# Demo of the Pillar Assessment Tool

### 0. Setup

First import neccissary modules from `scripts\climate_policy_pipelines\cp1`

In [2]:
# Import necessary modules
import sys
import os
from pathlib import Path

# Get the absolute path of the project root directory
notebook_dir = Path(os.getcwd())  
project_root = notebook_dir.parent.parent  # Go up TWO levels instead of one

# Add project root to Python path
if str(project_root) not in sys.path:
    sys.path.insert(0, str(project_root))
    print(f"Added {project_root} to sys.path")

Added c:\Users\User\GitHub\group-6-final-project to sys.path


In [4]:
from scripts.climate_policy_pipelines.cp1.pipeline import run_cp1a_assessment
from scripts.climate_policy_pipelines.cp1.pipeline import run_cp1a_assessment_large_context
from scripts.climate_policy_pipelines.cp1.pipeline import run_cp1b_assessment
from scripts.climate_policy_pipelines.cp1.pipeline import get_chunks_for_cp1a

In [5]:
from scripts.climate_policy_pipelines.cp1.prompts import cp1a_criterion_1_prompt
from scripts.climate_policy_pipelines.cp1.prompts import cp1a_final_assessment_prompt
from scripts.climate_policy_pipelines.cp1.prompts import comprehensive_assessment_prompt

# CP1a Asessment

CP1a is defined as: **Does the country have a framework climate law or equivalent?**

Based on the ASCOR methodology, a country is assessed as ‘Yes’ if it has a framework climate law that fulfils either 1&2&3 or just 4 of 
the following criteria:

1. It sets a strategic direction for decarbonisation

2. It is enshrined in law

3. It sets out at least one of the following obligations

4. Also check this In exceptional cases, the combination of a broad environmental law and a clearly linked executive climate strategy may be sufficient to meet these criteria

Each criteria is handled by a different LLM, which recieves a criteria-specific prompt + retrieved context relevant to that critera.

We can see the prompt for criteria 1 here:

In [7]:
# Print the system message template
print("System Message Template:")
print(cp1a_criterion_1_prompt.messages[0].prompt.template)

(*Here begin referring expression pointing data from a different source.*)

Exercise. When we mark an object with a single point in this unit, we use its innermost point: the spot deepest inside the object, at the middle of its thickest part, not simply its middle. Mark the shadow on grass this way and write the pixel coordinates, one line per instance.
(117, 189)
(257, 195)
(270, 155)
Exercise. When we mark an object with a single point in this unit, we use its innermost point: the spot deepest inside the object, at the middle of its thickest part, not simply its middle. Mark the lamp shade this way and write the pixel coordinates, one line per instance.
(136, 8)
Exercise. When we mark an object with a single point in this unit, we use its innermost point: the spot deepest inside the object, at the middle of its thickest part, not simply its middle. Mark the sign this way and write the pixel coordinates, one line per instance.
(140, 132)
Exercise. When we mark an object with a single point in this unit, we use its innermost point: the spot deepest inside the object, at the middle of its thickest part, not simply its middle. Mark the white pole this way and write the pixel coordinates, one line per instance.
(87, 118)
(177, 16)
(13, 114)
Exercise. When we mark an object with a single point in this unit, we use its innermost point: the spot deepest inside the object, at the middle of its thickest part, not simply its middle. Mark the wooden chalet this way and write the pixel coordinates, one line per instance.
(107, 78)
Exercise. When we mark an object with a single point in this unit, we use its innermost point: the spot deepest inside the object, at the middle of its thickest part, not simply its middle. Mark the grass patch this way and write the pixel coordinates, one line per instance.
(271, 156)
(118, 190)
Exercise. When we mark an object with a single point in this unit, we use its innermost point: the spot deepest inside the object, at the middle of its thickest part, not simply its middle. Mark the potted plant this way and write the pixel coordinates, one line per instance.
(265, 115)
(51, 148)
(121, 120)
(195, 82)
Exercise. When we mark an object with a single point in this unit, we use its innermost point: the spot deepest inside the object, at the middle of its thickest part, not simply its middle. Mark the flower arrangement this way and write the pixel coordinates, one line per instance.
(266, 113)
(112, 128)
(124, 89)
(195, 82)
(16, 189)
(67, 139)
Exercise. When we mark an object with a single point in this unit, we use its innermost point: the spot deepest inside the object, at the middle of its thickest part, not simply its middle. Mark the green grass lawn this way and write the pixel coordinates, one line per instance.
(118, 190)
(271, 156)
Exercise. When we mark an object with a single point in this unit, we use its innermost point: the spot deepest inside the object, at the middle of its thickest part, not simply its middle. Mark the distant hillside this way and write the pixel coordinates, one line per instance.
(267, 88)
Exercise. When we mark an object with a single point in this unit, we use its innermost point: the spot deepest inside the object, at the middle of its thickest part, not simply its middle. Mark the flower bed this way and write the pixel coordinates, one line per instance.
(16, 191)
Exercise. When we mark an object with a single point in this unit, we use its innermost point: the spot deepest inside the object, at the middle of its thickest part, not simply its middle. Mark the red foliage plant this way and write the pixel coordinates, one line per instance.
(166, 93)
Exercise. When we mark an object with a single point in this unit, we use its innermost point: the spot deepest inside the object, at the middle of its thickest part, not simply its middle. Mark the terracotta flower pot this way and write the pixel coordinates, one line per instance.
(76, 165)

print("\n" + "="*50 + "\n")

# Print the human message template  
print("Human Message Template:")
print(cp1a_criterion_1_prompt.messages[1].prompt.template)

System Message Template:
You are an expert legal analyst specializing in climate legislation. 
    Your task is to evaluate whether a climate law sets a strategic direction for decarbonisation.
    
    A law meets this criterion if it includes a clear statement to meet the goals of the Paris Agreement 
    OR a national long-term decarbonisation target.
    
    For any claims you make, you **MUST** include the page number and document citation in the format (page X, doc Y).

     
    Respond with only 'YES' or 'NO' followed by a brief explanation.


Human Message Template:
Context: {context}

Does this law set a strategic direction for decarbonisation?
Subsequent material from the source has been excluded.